You all know how desperately I’ve been trying to find a local farmer’s market, sometimes driving upwards of 50 miles one way to save a dime on a bundle of green beans. Well, today I went out again on my quest. I’m relentless.
I ended up on the south side of Lackland Air Force base, which is somewhere that I’ve been told I definitely should not go ever, by myself, wearing pink Under-Armor. In a parking lot of a church that looked like it doubled as a soup kitchen (and it likely does), I found…TWO STALLS. Again. It’s like they have some sort of clause that states only two farmers can be at any market at any given time. The area was so shady that I’m pretty sure the only reason I wasn’t shot was because I didn’t accidentally have on gang colors. I suppose it’s possible that I could have been the victim of a drive-by shooting from a gang that struggles with its tough identity. “Look at that ho! Flashin’ her colors in that pink outfit. Nobody messes with the lemon yellow ‘hood, yo.” But I survived, and brought home a treasure trove of fresh produce.
BQ has been canning foods like a madwoman, and I haven’t canned anything ever. This wouldn’t be a big deal, except that two or three years ago we attended the SAME canning seminar together, and while she has been preserving fresh produce, I have been paying $4 a can for organic tomato paste. It’s stupid. Chris has expressed some apprehension about my pending canning venture, citing fear of a mythical creature called “Botulism.” Pshaw. That has never happened to anybody that I know, and if it were to happen to me I believe that my immune system is talented enough to remain strong, instead diverting the ingested toxin to stave off any wrinkles that may be trying to set up shop on my face.

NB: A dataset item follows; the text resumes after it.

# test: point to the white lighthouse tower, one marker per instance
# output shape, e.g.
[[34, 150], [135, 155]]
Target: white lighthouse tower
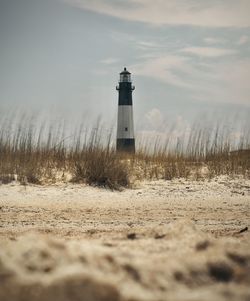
[[125, 125]]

So I bought the stuff to can salsa and stewed tomatoes, things that I use pretty regularly. I talked the first farmer into giving me an entire crate of tomatoes for $25. I don’t know if that’s a good deal or a bad deal. I certainly FELT like I was bartering, but who knows. I suck at haggling.
Me: “So, um, would you give me, like, a lot of tomatoes for maybe less money if I bought, well, a lot of them?”
Farmer: “I give you crate-$25.”
Me (having no idea how big a crate is, nor how much tomatoes should cost): “Wow. Thanks! I’ll take it.”
At this point I hadn’t seen the tomatoes. He showed me the box and I examined it in the same way that I approve a bottle of wine in a restaurant. They always seem to present it to ME to sniff and taste, and I’m always just kind of excited that it’s in a bottle, so I frown pensively, swish it around in my mouth (yep, it’s wine), and then swallow it, waving my hand in a manner that I hope says “That’ll do, Monsieur. It’s not vintage, but 2008 was a good year for Beringer white zinfandel,” but that likely inspires grand mirth in the French waitstaff after I leave (insert French laughter). Anyway, I waved to the farmer in the same way and he loaded the stuff into my car. I left quickly after that, knowing that my desperation for fresh produce was clearly visible, and that if I’d have stuck around we’d have had the following conversation:
Me: “So, um…do you have any other good deals for farm stuff?”
Farmer: “We have these dirt clods.”
Me: “Are they locally grown?”
Farmer: “Yes ma’am”
Me: “I’ll take the lot!”
I then went to the military base BX and bought some larger pots to replant my recently purchased herbs. I don’t know why I did this either, as the pots are essentially just large burial plots for the herbs that, if they haven’t died while I was typing this, will at least be dead by nightfall. I am the world’s crappiest gardener. And now I have potting soil jostling with frosting for position in my engagement ring.
As you can see, my backyard is lush and full of foliage. This is because Chris has been steadfastly avoiding mowing the lawn, citing a “weak charge” on the electric lawnmower he so proudly purchased before realizing that mowing is hard.